MMAs are a safe place to store capital, as they are federally insured up to $250,000 per account holder. An MMA typical interest rate is between 2-4% APY. One of the main differences between MMAs and traditional savings accounts is how the interest is calculated. MMAs use a tiered interest rate system, where the interest rate you earn on your deposits is based on the balance in your account. The higher your balance, the higher the interest rate you will earn. This is in contrast to traditional savings accounts, where the interest rate is fixed regardless of your balance. If you’re wondering if you can you write checks from a money market account, the answer is yes! Most Money Market Accounts provide the ability to withdraw cash using checks and debit cards when you need it (unlike the limitations with Certificate of Deposits) makes these accounts a wonderful short-term tool to grow your funds.

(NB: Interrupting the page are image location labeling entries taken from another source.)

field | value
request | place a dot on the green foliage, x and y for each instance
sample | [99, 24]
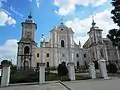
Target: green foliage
[24, 76]
[114, 34]
[6, 62]
[62, 69]
[112, 68]
[116, 11]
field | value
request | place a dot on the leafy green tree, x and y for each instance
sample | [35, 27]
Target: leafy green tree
[114, 34]
[62, 71]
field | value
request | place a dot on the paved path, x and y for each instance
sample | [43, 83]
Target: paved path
[99, 84]
[113, 84]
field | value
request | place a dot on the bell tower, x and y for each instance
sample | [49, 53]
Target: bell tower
[27, 44]
[97, 48]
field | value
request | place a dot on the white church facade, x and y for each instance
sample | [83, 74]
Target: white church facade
[59, 48]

There are some things to keep in mind when looking into money market accounts. In most cases, banks and credit unions do require a minimum account balance. Also, per Federal regulations, withdrawals from money market accounts are limited to six per month. So if you need to access your money regularly, a money market account may not be the right fit for you.
Combining the higher APY of high-yield savings accounts and the privileges of checking accounts, MMAs can be the right option for someone looking to grow their cash short-term in a safe space with a predictable yield, especially if they plan on regularly having a high balance in the account.
To find the best money market account for you, look for one with a high interest rate and a low minimum balance. Then, compare money market accounts and find the right one for your needs.